Twentysomethings are also more concerned about privacy, according to the technology analyst Portulans Institute, in an internet that can seem more like a surveillance tool for brands, governments and scammers than a place to pursue interests and find interesting people.
Older technologies can create more freedom: sampling in hip-hop and dance music has become almost impossible for emerging artists, since Spotify or YouTube’s algorithms will spot uncleared samples and prevent tracks from uploading. But an underground artist can press 500 vinyl EPs and sell them to DJs and fans without difficulty.
The problem with offlining is that the world is increasingly difficult for people without a smartphone. There are 2.4m households in the UK that cannot afford a mobile phone contract and 2 million young people who have no access to a learning device, said Hannah Whelan, coordinator of the Data Poverty Lab at the Good Things Foundation charity. “Most essential services are now online – education, healthcare, universal credit,” she said. People who cannot scan a QR code to fill in a form or order food are at least at a disadvantage, and some systems require them.
The Luddite Club, a group of New York schoolchildren who announced in December 2022 they were giving up their iPhones in favour of flip phones, would still need their smartphones, said Petter Neby, the founder of Punkt. “It’s impossible,” he said. “In UK schools you’re talking about banning the smartphone but you have a school system that relies on online activity, for scheduling, for homework. I would love to ban smartphones for my children, but it’s a much deeper question. We need to have a balance.”

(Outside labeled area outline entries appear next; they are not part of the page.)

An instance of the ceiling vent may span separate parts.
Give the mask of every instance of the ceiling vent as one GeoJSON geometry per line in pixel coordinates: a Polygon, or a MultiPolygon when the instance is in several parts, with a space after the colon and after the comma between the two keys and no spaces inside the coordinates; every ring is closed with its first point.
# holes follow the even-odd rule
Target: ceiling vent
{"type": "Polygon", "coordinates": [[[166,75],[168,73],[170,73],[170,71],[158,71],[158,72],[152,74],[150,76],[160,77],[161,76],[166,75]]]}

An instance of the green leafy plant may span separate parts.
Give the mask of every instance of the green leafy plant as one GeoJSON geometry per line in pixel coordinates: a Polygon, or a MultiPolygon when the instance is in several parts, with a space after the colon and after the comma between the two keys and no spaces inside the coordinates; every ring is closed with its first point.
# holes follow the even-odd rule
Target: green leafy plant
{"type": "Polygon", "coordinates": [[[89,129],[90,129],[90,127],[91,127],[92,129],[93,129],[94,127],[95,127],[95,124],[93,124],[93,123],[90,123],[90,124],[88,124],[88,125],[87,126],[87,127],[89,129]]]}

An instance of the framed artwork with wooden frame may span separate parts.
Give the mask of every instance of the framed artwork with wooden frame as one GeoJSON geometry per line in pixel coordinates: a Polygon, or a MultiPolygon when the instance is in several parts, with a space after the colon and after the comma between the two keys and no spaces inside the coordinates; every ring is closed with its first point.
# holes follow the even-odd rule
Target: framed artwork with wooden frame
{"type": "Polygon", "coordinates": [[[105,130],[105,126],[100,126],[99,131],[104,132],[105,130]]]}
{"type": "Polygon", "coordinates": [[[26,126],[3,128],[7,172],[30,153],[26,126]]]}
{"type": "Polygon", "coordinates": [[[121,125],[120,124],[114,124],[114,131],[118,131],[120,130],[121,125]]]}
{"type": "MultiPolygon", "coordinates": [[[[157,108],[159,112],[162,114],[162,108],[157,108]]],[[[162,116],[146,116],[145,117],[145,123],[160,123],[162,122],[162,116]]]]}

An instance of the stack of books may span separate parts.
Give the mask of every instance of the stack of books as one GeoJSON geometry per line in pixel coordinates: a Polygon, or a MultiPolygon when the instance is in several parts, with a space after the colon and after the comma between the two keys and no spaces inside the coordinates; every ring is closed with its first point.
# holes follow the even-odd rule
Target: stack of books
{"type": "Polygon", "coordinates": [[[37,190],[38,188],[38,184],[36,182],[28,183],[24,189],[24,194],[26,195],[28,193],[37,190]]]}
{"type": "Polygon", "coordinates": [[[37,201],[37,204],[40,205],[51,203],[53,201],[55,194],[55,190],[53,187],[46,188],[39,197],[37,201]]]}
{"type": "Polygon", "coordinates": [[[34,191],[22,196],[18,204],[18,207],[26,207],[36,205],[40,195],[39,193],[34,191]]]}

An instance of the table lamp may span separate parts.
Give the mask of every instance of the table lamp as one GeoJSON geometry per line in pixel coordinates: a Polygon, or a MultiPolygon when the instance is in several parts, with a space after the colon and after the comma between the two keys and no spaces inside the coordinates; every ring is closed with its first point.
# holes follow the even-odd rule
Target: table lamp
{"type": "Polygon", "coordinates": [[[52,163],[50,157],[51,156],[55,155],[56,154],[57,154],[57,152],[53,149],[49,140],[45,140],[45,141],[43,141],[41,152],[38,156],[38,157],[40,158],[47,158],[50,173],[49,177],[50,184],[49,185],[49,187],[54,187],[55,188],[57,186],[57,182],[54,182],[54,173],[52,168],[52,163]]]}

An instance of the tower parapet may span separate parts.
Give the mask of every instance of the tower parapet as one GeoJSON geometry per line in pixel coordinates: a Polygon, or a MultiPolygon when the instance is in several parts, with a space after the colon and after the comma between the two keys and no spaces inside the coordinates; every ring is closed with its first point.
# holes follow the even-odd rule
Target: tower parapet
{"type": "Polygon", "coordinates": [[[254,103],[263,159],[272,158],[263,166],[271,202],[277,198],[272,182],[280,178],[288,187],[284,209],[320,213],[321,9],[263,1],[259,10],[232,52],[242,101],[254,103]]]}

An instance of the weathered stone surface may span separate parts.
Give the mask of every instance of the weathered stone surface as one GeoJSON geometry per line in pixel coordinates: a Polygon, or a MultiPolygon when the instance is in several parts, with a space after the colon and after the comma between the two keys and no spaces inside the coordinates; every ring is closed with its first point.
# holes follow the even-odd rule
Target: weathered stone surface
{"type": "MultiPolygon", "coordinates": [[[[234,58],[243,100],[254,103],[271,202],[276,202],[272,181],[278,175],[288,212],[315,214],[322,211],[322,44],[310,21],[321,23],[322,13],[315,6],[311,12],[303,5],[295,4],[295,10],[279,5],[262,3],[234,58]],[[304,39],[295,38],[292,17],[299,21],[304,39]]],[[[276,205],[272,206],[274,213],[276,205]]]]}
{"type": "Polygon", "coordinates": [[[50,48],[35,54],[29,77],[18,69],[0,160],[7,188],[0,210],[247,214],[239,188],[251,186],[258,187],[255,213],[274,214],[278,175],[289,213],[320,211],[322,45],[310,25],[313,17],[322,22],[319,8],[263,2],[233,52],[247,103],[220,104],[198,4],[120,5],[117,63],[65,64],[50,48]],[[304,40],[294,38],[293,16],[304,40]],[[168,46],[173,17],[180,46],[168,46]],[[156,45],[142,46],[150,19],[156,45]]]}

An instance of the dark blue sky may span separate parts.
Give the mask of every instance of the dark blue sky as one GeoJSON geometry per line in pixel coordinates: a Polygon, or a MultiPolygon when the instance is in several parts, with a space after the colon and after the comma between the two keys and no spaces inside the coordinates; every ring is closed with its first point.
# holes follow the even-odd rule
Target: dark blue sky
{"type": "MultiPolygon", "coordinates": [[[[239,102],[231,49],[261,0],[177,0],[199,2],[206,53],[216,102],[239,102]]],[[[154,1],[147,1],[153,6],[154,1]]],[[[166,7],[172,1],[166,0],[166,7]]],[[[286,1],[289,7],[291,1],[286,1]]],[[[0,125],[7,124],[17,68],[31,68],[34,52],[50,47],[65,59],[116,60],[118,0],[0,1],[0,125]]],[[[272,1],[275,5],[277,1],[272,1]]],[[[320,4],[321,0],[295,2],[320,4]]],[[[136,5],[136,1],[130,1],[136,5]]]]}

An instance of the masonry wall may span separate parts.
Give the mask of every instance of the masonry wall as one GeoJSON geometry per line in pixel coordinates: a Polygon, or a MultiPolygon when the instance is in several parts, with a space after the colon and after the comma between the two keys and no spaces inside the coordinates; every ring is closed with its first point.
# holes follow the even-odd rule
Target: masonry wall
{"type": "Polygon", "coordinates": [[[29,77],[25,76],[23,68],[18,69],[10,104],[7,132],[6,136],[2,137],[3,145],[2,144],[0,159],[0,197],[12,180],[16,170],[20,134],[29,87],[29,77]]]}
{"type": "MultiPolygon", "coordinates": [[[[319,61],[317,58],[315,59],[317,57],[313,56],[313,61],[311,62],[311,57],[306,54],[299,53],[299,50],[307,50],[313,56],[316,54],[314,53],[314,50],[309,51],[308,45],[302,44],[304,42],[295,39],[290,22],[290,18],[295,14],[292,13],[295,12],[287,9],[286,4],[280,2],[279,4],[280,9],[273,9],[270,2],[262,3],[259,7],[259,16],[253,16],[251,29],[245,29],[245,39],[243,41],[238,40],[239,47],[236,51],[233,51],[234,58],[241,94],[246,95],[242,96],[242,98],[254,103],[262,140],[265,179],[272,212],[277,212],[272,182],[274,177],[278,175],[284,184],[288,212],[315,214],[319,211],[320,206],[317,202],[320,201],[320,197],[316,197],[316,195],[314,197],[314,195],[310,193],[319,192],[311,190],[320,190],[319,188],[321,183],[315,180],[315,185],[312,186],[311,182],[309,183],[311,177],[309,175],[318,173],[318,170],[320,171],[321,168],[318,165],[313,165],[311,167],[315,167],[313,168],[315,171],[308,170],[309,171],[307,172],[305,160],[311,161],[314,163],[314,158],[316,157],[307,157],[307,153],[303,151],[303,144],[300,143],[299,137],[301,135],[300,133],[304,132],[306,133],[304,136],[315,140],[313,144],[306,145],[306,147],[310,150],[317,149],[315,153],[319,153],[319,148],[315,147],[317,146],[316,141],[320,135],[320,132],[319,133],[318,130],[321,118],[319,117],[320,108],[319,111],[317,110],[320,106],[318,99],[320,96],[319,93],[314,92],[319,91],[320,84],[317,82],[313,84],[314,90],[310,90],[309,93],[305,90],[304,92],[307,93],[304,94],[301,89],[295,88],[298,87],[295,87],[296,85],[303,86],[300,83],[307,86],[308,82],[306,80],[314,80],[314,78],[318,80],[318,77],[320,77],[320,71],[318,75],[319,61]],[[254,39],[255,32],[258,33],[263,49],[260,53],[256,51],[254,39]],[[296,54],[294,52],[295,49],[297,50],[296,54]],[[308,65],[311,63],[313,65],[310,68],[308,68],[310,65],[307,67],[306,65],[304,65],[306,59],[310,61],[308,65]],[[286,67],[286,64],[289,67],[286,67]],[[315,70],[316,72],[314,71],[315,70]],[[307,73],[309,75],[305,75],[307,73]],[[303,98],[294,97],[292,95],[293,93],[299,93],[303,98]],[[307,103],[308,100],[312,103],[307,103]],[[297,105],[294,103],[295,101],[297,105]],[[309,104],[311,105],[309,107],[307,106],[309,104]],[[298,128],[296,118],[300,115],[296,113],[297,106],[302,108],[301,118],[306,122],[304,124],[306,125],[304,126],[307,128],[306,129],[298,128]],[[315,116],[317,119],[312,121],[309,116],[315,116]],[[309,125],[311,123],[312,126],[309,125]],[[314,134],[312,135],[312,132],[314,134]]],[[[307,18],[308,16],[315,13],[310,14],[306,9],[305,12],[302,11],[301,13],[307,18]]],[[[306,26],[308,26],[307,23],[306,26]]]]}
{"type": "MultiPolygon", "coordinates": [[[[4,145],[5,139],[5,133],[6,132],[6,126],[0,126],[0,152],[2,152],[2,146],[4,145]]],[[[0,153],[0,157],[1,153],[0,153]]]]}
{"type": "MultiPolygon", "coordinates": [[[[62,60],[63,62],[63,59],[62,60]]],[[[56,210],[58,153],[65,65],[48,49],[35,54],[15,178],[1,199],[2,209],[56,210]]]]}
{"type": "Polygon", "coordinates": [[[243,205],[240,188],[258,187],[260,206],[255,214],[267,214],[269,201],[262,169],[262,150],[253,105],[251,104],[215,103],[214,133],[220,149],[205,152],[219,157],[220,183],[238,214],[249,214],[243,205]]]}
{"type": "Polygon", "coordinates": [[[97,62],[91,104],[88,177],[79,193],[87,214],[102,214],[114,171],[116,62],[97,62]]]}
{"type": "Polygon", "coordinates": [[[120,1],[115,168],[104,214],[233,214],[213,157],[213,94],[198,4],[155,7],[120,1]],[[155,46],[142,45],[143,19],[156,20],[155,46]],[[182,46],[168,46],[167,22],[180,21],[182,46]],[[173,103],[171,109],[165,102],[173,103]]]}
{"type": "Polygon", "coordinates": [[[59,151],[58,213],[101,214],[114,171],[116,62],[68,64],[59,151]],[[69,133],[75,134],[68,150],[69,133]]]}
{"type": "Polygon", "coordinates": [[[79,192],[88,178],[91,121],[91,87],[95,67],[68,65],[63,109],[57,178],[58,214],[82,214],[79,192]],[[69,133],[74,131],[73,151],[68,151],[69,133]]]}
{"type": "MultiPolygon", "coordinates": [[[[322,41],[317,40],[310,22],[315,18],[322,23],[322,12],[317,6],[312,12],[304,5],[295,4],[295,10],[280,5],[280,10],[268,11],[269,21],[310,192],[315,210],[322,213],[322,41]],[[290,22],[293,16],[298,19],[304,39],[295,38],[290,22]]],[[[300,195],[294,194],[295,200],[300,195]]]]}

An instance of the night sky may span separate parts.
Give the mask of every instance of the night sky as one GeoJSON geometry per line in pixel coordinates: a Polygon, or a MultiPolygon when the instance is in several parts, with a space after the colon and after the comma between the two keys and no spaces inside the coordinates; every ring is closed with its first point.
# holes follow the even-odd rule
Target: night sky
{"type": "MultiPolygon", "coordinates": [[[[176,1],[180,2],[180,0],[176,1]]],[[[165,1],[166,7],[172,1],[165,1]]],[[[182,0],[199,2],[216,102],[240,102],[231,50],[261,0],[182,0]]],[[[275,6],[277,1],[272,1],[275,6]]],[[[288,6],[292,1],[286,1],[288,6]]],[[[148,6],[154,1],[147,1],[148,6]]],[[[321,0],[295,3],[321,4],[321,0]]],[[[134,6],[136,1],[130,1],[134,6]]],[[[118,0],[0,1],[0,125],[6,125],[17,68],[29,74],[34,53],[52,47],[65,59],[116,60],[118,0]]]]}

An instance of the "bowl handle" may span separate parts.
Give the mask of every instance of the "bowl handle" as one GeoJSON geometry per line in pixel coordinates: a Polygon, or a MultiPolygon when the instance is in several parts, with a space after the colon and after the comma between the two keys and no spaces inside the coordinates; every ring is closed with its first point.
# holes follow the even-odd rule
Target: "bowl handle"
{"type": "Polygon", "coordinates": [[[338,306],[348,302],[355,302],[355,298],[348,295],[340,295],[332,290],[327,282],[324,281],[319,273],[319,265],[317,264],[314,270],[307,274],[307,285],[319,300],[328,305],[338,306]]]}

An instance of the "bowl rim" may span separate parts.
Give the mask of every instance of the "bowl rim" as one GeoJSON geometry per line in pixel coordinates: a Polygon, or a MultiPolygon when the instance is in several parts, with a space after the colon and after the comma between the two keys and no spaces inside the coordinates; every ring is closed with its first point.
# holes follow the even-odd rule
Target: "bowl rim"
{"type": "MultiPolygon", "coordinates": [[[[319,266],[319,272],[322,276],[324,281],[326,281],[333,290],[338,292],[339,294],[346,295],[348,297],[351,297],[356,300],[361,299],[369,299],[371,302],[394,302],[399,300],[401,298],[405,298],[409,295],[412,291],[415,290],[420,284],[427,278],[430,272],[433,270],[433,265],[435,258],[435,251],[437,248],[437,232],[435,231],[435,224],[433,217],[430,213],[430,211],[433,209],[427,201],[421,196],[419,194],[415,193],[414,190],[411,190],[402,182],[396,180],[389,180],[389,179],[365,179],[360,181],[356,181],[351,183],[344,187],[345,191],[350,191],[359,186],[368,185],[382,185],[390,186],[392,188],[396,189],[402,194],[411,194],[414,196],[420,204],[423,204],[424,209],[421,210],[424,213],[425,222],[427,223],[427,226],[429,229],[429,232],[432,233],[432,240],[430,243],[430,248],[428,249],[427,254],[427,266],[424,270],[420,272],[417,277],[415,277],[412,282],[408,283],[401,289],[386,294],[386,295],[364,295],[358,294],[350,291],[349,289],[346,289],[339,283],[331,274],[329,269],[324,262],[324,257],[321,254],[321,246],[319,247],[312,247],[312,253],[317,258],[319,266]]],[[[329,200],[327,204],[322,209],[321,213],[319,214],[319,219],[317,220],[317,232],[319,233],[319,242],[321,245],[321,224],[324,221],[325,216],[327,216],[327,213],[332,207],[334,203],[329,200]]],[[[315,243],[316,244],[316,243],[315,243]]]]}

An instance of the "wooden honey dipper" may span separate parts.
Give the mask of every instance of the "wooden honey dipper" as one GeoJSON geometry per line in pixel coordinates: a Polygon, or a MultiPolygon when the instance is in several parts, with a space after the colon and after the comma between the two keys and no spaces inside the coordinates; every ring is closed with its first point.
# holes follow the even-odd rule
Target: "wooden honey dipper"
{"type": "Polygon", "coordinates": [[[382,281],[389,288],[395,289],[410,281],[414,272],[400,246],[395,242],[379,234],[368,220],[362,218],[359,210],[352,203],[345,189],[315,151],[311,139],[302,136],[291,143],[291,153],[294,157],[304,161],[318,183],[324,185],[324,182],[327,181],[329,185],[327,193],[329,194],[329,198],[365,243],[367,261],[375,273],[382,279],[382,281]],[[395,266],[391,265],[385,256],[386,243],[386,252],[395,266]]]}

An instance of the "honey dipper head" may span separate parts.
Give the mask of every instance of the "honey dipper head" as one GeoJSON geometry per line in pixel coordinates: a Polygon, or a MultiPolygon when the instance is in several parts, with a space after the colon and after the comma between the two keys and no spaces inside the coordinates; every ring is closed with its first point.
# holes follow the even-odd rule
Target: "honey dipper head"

Piers Garrett, a 27-year-old tech sales executive, tried to achieve that balance by getting a Light Phone – a device that uses the same electronic ink used for e-readers and has no apps – but eventually gave up.
“The idea was amazing, but I only lasted six months,” he said. “Everyone communicates via WhatsApp. So now I have a happy medium. I’m very strict with my apps – just banking apps and train apps, and I turn off all my notifications. Now when I wake up in the morning, I do things for myself – have a coffee, read a book. And I noticed the change – so much more clarity in my mind.”